それによると、「学修成果の可視化について、今後使いたい、または使う予定の指標」を聞いたところ、「GPA」38.9%が最も多く、以下、「修得単位状況」32.2%、「入試結果」29.7%、「アンケート」28.8%、「就職率」25.7%、「測定していない」24.2%と続いた。
多くの大学が、教学マネジメントの確立に向けて「Ⅲ 学修成果・教育成果の把握・可視化」に取り組んでいるようだが、一方で、「測定していない」も2割を超えており、学修成果・教育成果の把握・可視化への取り組み状況は大学によって異なることが分かった。

学修成果の指標を測定する上での「具体的な課題」について尋ねたところ、「学修成果の活用法」41.3%、「可視化した学修成果の体系化」40.3%、「キャリアとの接続」30.6%、「教職員間の連携」29.9%、「データの妥当性」28.1%が挙げられた。
学修成果を可視化するのは当然のこととして、いかに学生が主体的に学ぶ仕組みを作っていくか、就職につなげる体制を整えるか、教職員間で情報を共有するかが重要な課題として認識されていることが分かった。
回答の中で最も割合の大きかった課題「可視化した学修成果の活用法」について、直接複数の大学に聞いたところ、「学生へのフィードバック」「FD(ファカルティ・ディベロップメント)の考察の材料」「授業・教育改善」などに用いることが多かった。
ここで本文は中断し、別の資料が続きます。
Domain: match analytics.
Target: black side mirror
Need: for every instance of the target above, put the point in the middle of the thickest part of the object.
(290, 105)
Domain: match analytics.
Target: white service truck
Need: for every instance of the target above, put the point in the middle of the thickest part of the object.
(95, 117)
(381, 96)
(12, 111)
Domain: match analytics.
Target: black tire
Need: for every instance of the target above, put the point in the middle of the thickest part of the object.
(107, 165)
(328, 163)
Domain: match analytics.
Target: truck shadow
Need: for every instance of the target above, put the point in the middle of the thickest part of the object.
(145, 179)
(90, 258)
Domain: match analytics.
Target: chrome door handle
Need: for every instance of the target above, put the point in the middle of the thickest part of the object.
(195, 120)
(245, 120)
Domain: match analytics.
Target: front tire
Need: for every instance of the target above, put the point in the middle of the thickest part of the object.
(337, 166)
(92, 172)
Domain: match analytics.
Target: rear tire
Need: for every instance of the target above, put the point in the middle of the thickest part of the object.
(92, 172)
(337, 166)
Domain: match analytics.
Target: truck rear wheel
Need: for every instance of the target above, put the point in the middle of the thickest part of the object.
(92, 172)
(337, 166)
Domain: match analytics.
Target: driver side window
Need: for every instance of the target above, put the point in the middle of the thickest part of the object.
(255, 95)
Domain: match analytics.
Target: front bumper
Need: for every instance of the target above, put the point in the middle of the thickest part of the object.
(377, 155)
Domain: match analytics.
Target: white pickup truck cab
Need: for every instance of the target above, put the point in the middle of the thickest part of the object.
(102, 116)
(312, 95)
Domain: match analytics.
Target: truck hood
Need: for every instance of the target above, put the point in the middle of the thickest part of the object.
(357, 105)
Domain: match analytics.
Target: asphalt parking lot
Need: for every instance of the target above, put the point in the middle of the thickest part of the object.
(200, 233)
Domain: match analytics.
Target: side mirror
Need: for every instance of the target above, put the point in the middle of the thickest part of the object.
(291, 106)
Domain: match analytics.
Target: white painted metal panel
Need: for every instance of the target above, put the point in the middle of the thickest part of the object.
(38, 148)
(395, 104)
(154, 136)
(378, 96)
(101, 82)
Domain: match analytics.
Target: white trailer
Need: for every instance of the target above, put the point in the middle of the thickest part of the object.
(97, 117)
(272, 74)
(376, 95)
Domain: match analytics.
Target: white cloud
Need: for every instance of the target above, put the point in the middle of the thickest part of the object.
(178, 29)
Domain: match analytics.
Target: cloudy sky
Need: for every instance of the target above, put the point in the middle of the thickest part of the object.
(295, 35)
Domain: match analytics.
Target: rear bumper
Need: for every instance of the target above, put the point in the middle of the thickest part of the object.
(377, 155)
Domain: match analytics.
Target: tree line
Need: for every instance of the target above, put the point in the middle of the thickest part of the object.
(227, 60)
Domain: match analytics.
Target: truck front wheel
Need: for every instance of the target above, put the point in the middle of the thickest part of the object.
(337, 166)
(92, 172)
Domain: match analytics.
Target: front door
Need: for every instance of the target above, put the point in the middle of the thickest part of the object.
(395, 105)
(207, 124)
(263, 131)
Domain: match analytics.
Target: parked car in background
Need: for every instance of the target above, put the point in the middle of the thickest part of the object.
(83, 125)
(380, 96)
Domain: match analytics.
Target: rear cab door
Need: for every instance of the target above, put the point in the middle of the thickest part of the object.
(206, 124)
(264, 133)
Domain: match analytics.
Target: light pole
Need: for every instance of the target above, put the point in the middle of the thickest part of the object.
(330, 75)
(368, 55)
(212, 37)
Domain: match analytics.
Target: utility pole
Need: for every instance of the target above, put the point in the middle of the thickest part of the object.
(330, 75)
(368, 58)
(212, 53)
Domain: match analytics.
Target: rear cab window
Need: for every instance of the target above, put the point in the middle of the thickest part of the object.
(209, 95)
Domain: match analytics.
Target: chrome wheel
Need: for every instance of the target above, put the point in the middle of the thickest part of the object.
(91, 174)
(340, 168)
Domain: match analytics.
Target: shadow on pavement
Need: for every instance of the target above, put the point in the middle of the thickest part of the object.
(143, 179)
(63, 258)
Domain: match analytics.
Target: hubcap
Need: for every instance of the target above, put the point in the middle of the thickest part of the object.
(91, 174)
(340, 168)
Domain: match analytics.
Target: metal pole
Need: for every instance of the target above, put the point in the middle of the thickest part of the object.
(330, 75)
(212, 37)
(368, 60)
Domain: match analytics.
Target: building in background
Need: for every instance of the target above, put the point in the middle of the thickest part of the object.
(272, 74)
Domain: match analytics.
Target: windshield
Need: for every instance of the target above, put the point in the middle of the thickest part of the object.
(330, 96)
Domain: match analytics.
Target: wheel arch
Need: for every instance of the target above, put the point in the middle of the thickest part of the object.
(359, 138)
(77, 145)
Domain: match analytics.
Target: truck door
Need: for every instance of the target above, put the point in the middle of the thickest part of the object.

学生フィードバックについて、「どんなシステム・機能があったら効果的だと思うか」と尋ねたところ、「アンケート結果を全体的と個別にと、自動的にデータ分析してくれる機能」「科目別GPや、個人のGPAや出席率などから、学生への適切な助言を自動的に行ってくれる機能」「学生への半自動フィードバックシステム/機能、及びその効果を自動収集して分析できる機能」が挙げられた。
大学の方針や取り組みに対して、必要なシステム/機能は異なるが、総じて学修成果の可視化には多くのデータを収集し、多面的に分析する必要があるようだ。
一方、「FDの際に考察する材料としてどんな情報を活用しているのか」を尋ねたところ、「授業後のアンケート調査・授業評価や専用サイトの開設で、学生からの授業評価を集める」「教育課題に関する専門家の知見・助言を共有する」「他大学の情報共有に関する実施状況を参考にする」「文科省の指針や調査結果に沿って課題を設定する」が挙げられた。
最も多かったのは、学生に対するアンケート調査・授業評価の実施だったが、その取り組み方は様々。実際にどのような手法で取り組めば効率的・効果的にFDの際に考察できるのかについては、実施前に方向性を定めた上で、決まったやり方で進める必要がある。

また、「現在大学で使用しているシステム」を聞いたところ、「Google系」43.6%が最も多く、以下、「Microsoft系」42.2%、「ポータル」26.8%、「LMS」14.4%、「ポートフォリオ」16.2%、「使用していない」12.8%と続いた。
1割の大学がシステムを未導入の状況ではあるが、全体的な流れとしては教育の現場ではシステムを活用してFDが行われる流れが主流なのが分かる。
この調査は、全国の4年制大学・短大・大学院の教職員を対象に、2022年9月20日~26日にかけて、インターネットで実施した。有効回答数は1009人。このうち、管理職(職員)が40%、教員が40%を占めており、半数以上がプロジェクト推進に携わるであろう立場の職員。